Map population to reference genome
First follow the instructions here:
Step by step guide on how to use my pipelines
Click here for an introduction to Snakemake
Create conda environmet:
conda env create --name <name-of-pipeline> --file population-variant-calling.yml
This environment contains snakemake and the other packages that are needed to run the pipeline.
Activate environmet:
conda activate <name-of-pipeline>
Create HPC config file:
Necessary for snakemake to prepare and send jobs.

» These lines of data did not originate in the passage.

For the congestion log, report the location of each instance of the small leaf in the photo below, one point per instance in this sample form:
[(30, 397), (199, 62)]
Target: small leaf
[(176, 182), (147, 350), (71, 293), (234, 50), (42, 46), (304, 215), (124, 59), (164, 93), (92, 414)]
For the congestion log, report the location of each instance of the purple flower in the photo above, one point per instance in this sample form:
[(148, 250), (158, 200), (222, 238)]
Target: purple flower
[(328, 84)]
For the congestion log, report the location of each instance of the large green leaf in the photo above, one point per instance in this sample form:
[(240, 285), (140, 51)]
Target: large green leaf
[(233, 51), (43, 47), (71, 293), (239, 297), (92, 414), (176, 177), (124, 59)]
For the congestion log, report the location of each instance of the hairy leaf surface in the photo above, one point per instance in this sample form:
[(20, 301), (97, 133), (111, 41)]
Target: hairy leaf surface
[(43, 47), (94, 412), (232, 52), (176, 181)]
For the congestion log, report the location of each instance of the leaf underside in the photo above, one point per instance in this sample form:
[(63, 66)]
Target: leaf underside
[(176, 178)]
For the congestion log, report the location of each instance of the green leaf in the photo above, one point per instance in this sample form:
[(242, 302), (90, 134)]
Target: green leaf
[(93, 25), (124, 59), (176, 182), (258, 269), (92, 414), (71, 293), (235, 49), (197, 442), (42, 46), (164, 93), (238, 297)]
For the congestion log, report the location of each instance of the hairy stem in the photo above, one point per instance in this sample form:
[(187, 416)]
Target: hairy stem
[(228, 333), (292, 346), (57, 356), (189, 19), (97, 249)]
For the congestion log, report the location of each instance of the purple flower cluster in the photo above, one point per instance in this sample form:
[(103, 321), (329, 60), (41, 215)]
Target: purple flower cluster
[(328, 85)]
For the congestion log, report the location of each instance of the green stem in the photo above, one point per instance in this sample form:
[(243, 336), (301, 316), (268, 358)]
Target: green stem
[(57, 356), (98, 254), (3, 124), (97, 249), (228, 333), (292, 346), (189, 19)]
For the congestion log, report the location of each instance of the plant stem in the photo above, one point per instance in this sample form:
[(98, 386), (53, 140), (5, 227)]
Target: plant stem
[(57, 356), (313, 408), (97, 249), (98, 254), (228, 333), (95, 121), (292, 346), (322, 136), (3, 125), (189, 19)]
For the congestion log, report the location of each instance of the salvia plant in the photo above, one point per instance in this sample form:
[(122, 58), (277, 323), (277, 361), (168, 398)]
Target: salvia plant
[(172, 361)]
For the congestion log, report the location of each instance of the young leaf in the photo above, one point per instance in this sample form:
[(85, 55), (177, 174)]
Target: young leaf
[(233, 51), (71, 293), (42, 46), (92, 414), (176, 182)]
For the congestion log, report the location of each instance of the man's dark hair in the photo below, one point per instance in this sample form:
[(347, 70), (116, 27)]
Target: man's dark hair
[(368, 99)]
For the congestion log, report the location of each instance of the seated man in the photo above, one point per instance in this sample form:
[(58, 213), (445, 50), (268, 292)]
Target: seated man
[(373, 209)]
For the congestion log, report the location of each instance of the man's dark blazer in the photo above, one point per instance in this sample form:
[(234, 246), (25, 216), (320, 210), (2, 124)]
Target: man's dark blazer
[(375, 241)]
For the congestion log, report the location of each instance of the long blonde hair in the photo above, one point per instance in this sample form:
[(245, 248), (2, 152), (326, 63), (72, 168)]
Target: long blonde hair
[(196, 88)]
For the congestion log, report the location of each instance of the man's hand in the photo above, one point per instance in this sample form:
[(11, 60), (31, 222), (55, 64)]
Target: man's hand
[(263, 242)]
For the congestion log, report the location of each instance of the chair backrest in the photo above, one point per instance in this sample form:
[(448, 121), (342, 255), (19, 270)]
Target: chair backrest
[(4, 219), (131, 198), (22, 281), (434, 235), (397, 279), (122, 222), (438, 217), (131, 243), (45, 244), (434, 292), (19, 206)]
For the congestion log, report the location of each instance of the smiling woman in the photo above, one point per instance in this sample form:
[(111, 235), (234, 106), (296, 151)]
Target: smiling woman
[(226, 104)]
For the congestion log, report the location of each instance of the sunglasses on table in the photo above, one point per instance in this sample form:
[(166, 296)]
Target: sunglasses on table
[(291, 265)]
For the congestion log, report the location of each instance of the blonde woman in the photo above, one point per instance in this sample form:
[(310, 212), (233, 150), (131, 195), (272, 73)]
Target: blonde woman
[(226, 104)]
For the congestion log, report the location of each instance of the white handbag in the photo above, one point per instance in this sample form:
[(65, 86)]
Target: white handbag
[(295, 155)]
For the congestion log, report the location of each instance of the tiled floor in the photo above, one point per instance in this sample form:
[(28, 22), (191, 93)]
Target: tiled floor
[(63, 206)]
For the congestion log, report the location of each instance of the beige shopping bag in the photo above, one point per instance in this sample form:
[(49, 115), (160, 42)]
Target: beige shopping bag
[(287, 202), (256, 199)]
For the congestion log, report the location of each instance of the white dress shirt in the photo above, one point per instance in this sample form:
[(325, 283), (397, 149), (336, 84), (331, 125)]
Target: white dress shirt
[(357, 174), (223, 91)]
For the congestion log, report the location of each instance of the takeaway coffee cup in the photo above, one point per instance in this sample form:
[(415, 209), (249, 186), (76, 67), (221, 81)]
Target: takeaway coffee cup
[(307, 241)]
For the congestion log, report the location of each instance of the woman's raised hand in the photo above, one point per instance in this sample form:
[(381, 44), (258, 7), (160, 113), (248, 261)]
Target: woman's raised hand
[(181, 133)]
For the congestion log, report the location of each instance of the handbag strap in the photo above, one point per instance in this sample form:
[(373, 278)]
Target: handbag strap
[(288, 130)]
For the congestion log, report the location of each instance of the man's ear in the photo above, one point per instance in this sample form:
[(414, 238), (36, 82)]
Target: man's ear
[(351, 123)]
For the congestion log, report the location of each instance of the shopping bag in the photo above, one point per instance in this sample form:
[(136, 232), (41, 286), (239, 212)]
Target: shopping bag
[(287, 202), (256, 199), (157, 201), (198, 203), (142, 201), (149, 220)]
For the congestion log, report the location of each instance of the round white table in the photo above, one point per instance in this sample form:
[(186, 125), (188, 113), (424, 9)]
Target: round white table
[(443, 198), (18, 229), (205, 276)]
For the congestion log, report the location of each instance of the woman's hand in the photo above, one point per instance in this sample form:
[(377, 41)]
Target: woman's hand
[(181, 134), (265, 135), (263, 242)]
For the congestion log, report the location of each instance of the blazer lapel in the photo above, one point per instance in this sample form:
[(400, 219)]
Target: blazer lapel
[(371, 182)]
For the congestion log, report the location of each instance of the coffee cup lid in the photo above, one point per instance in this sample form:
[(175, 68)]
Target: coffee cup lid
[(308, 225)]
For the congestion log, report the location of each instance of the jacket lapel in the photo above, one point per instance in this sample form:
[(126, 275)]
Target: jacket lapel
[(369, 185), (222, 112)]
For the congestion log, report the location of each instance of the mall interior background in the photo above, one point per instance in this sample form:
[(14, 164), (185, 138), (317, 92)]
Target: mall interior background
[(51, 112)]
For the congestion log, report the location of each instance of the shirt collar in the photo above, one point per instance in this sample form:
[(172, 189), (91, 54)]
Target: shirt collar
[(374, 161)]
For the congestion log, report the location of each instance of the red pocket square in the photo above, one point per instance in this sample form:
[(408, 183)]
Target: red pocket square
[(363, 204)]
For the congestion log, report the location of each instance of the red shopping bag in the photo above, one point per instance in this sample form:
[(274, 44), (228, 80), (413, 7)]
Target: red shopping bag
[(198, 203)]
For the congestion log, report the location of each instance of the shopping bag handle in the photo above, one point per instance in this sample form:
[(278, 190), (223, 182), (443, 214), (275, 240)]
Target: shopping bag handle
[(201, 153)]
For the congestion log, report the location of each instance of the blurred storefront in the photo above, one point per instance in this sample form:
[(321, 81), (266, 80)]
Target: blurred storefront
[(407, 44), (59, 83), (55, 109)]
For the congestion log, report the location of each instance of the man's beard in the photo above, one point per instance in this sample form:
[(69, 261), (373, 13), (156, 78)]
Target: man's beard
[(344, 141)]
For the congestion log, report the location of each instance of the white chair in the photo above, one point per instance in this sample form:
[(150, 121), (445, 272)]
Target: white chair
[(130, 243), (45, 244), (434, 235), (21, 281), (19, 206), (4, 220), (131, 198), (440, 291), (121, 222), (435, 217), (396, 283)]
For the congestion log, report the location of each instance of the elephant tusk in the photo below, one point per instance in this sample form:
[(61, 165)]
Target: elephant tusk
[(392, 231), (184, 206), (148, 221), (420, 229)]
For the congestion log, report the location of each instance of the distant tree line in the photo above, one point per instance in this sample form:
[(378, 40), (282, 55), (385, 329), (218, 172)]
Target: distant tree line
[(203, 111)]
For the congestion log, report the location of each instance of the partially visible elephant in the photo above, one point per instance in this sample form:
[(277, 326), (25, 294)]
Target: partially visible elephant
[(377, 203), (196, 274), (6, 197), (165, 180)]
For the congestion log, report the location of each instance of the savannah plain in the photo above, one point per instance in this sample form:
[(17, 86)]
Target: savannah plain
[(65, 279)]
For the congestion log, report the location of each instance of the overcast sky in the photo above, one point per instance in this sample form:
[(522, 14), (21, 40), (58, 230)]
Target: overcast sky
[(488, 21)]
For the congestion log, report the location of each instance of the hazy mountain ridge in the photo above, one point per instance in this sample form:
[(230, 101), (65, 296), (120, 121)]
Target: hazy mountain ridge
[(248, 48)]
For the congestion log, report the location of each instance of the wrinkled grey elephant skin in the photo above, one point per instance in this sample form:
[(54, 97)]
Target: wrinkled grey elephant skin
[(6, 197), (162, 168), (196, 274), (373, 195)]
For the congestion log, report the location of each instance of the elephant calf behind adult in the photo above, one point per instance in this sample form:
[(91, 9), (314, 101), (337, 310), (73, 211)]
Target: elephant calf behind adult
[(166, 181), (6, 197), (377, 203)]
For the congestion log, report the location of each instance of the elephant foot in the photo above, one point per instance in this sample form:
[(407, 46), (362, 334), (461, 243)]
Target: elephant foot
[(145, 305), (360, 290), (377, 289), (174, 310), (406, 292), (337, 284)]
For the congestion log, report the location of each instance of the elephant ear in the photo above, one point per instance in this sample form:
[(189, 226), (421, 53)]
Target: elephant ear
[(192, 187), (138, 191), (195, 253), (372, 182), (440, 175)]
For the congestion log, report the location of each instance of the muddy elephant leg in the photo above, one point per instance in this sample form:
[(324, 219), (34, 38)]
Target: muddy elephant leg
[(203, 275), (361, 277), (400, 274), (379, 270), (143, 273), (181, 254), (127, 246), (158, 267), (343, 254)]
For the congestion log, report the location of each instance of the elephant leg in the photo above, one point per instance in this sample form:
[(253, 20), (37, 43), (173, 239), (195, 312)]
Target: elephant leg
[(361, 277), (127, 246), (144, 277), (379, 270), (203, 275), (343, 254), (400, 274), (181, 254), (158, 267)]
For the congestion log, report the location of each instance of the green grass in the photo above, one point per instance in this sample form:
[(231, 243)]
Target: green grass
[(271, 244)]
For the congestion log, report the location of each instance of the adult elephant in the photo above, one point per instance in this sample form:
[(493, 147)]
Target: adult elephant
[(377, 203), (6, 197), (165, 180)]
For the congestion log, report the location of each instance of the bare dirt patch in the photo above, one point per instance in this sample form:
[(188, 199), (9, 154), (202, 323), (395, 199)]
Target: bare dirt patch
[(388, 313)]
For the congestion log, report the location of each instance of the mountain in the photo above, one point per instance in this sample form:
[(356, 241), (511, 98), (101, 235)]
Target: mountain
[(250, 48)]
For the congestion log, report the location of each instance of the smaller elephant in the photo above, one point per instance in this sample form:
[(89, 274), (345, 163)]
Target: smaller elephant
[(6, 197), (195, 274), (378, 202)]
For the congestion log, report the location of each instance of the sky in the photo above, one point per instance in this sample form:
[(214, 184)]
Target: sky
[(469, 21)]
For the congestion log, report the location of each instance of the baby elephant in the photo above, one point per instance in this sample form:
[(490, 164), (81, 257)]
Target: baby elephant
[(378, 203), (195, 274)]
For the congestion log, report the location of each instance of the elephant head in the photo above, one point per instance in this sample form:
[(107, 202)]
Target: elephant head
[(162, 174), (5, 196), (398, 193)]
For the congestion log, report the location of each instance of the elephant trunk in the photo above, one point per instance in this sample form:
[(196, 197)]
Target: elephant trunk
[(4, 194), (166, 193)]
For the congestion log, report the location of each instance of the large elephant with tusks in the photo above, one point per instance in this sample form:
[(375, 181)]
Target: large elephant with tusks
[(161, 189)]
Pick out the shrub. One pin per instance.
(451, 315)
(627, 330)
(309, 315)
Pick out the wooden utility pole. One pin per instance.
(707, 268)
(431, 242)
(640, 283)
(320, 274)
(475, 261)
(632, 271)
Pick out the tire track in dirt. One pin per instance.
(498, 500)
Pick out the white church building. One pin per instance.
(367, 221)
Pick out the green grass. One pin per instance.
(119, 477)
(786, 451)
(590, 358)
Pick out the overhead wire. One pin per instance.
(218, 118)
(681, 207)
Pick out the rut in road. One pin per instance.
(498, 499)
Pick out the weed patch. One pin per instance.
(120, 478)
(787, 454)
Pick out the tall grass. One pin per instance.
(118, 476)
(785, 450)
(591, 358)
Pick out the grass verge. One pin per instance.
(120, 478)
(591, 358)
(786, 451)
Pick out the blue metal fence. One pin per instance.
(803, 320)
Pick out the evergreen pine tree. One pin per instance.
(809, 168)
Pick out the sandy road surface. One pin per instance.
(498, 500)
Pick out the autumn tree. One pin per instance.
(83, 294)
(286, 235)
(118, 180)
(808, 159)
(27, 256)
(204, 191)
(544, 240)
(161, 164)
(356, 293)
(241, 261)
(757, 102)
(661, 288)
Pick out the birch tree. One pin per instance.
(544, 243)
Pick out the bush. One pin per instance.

mkdir -p ~/.config/snakemake/<name-of-pipeline>
nano ~/.config/snakemake/<name-of-pipeline>/config.yaml
Include the following and save the file (ctr+x)
jobs: 10
cluster: "sbatch -t 2-0:0:0 --mem=16000 -c8 --job-name={rule} --output=logs_slurm/{rule}_%j.out --error=logs_slurm/{rule}_%j.err"
use-conda: true
ABOUT
This is a pipeline to map short reads from several individuals to a reference assembly. It outputs the mapped reads and a qualimap report.
Tools used:
- Bwa-mem2 - mapping
- Samtools - processing
- Samblaster - marking duplicates
- Qualimap - mapping summary
![]() |
---|
Pipeline workflow |
Edit config.yaml with the paths to your files
ASSEMBLY: /path/to/assembly
OUTDIR: /path/to/outdir
PATHS_WITH_FILES:
path1: /path/to/dir
- ASSEMBLY - path to the assembly file
- OUTDIR - directory where snakemake will run and where the results will be written to.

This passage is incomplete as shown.